As a product of the activist campuses of the late 1960s, I say that higher education can take action and answer the call for increased productivity!
This isn't a cry for professors to teach more courses or to blindly exploit technology.
There are other routes to increasing productivity. But we need to get out of our centuries-old mental models of education.
Here are some possibilities – off-ramps from the death spiral.
The first opportunity: Change from a sole focus on access, to embrace completion.
The basic economics of higher education is that costs of higher education vary with enrollment, but payoffs from higher education vary not with credit hours earned, but with completion of academic objectives – typically degrees or certificates.
So colleges and universities can change by embracing the importance of completion, instead of merely access.
A new objective should be to help ensure that the students our campuses admit complete their educational objectives. Let's get out of the old role of being gatekeepers – ensuring "only the very best make it through," and recognize that everyone on campus has an opportunity and responsibility to help students get out, not just in.
The challenge, though, is not becoming K-12-like, cheapening standards or cut scores in order to increase completion rates, for that will do nothing to help the economy.
A second opportunity: Change from an academic model based on Carnegie units, to the holistic development and mastery of needed knowledge, skills, and dispositions.
Tackle the question: "What education is required for our graduates to participate successfully in the 21st century economy and contribute to a free and democratic society?"
We need to change from teaching only the things I'm good at as an educator or institution, to the effective education of the whole person; from a focus on the teaching process, to a commitment to the learning outcome.
The productivity of the participants in and graduates of America's colleges and universities is measured by their contributions to the economy and society – and these contributions are a product of their competencies.
How effectively are our campuses adding value to our students: identifying and helping develop not only what their graduates know and can do, but also what they actually will do.
A third opportunity: Shifting from once-in-a-lifetime education to continuous education – what Jim Duderstadt, President Emeritus of the University of Michigan has called moving from "just-in-case" education (where we open up students' heads and pour all we can into them by the time they're 20-something, "just in case" they need it sometime in the future), to just-in-time, and just-for-you education.
Help define and then provide what it takes to be an effectively educated person so graduates can begin working and then come back for additional education, as they need it.
With the continuingly rapid increase in knowledge, our graduates will need to continue to learn more throughout their lives, not only to get a new job, but indeed, even to keep their current jobs. We will need to invent new ways they can get this general and specialized education where and when they need it.

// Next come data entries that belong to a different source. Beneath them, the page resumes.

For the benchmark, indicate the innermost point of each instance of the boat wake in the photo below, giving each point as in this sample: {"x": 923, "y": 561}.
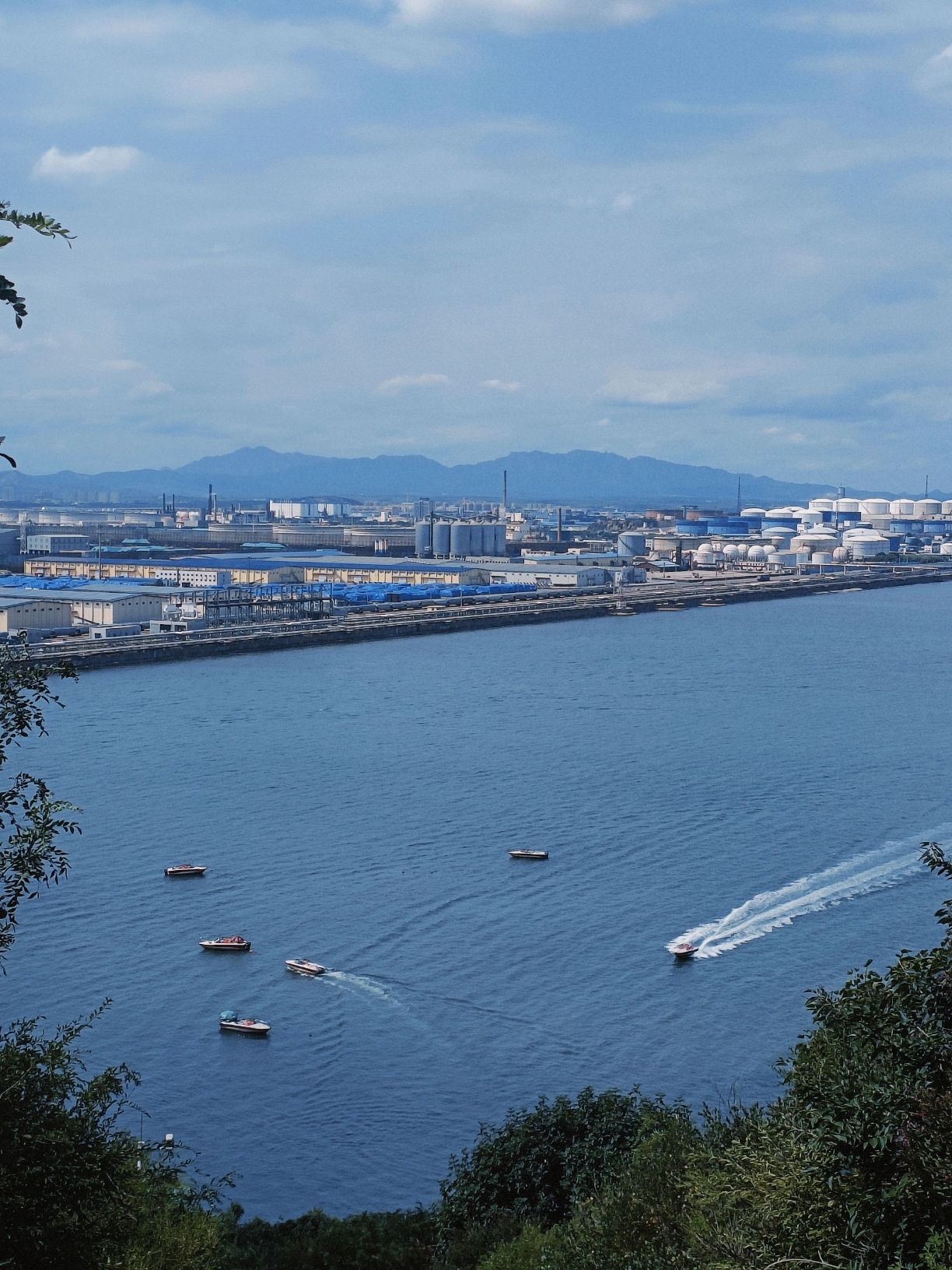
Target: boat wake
{"x": 861, "y": 874}
{"x": 359, "y": 983}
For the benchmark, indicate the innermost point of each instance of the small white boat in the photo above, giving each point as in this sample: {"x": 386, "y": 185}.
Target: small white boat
{"x": 226, "y": 944}
{"x": 301, "y": 966}
{"x": 230, "y": 1021}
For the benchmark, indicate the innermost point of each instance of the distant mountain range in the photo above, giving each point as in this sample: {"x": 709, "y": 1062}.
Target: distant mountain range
{"x": 579, "y": 476}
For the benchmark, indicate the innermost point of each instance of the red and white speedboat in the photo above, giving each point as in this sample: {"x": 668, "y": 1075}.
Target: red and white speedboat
{"x": 230, "y": 1021}
{"x": 301, "y": 966}
{"x": 226, "y": 944}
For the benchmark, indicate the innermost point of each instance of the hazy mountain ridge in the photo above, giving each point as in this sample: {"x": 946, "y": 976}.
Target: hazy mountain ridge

To achieve some of these opportunities, there will be a fundamental need: To define new concepts of compensation.
Our 900-year-old model of higher education is one in which we measure learning by credit hours accumulated at the foot of the master.
To tackle the question of developing and certifying competencies, we must change old mental and business models of seat time paid for to provide remuneration of educators.
We need to address the challenge set down over a decade ago by the then-president of the National Education Association, Bob Chase, who called for a new unionism in education – to move away from his union's singular focus on job protection and salary increases – a focus shared by their brothers and sisters in the United Autoworkers Union that had nearly killed the U.S. auto industry.